By adopting a flexible, patient-centered interview style rather than a pre-coded questionnaire, the care team was able to foster an atmosphere of emotional openness, helping the patient to articulate complex feelings and regain a sense of agency. This highlights the importance of including qualitative dimensions in prenatal care for rare diseases, especially when clinical uncertainty or familial implications are present.

Such qualitative insights provide a deeper understanding of the lived experience of prenatal diagnosis and may inform future designs of psychological support protocols in fetal medicine units [1,2].

5. Conclusions

Although rare, the prenatal diagnosis of Cantú syndrome represents a unique opportunity to transform both the clinical and emotional management of pregnancy, as well as to reinterpret previously unresolved obstetric histories through the lens of current diagnostic tools. This case demonstrates that the application of advanced genetic testing (such as trio-based prenatal exome sequencing) not only clarifies fetal ultrasound findings but can also enable the identification of previously unrecognized affected family members.

Furthermore, this case underscores the value of expert, phenotype-oriented ultrasound evaluation, the importance of preserving fetal samples for retrospective analysis, and the need for integrated collaboration between fetal medicine and clinical genetics. From an emotional perspective, the achievement of diagnostic certainty served a reparative role reducing uncertainty, supporting informed decision-making, and reinforcing the maternal fetal bond.

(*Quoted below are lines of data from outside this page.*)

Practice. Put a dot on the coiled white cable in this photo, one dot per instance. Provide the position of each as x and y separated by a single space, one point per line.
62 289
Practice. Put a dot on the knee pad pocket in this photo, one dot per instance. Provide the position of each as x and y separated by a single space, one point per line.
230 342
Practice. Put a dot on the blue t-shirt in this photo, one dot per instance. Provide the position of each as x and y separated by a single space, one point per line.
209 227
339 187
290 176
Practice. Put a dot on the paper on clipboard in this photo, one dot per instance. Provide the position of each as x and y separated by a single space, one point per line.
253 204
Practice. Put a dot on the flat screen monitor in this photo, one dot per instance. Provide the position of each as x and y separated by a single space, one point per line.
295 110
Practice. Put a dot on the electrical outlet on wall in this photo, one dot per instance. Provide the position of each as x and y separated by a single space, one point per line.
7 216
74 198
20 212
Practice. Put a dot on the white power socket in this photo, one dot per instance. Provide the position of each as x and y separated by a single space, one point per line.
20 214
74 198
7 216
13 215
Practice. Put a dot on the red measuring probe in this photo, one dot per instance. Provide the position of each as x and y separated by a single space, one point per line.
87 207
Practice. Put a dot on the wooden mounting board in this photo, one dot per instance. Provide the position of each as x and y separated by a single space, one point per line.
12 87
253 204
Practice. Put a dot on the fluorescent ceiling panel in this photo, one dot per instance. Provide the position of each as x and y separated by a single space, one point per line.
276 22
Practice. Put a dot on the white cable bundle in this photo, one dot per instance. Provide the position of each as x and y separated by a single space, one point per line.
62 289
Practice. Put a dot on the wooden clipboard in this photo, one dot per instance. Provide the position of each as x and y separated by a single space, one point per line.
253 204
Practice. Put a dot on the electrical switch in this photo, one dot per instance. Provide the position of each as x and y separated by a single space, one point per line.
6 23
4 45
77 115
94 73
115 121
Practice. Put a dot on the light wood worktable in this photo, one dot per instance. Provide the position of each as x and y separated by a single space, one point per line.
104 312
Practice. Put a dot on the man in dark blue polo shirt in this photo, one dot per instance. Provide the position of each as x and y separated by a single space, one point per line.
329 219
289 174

In fetal medicine, to name and diagnose a condition is not only to anticipate. It is also to care, protect, heal, and transform.

In conclusion, the prenatal diagnosis of rare genetic syndromes such as Cantú syndrome provides not only clinical and emotional clarity but also plays a fundamental role in reproductive decision-making, with important bioethical implications and relevance for genetic counseling. These findings highlight the need to integrate early molecular diagnosis into fetal medicine protocols, fostering a more individualized and ethically grounded approach. Moreover, the experience described here may serve as a foundation for the development of new diagnostic and therapeutic strategies, contributing to the ongoing advancement of precision fetal medicine.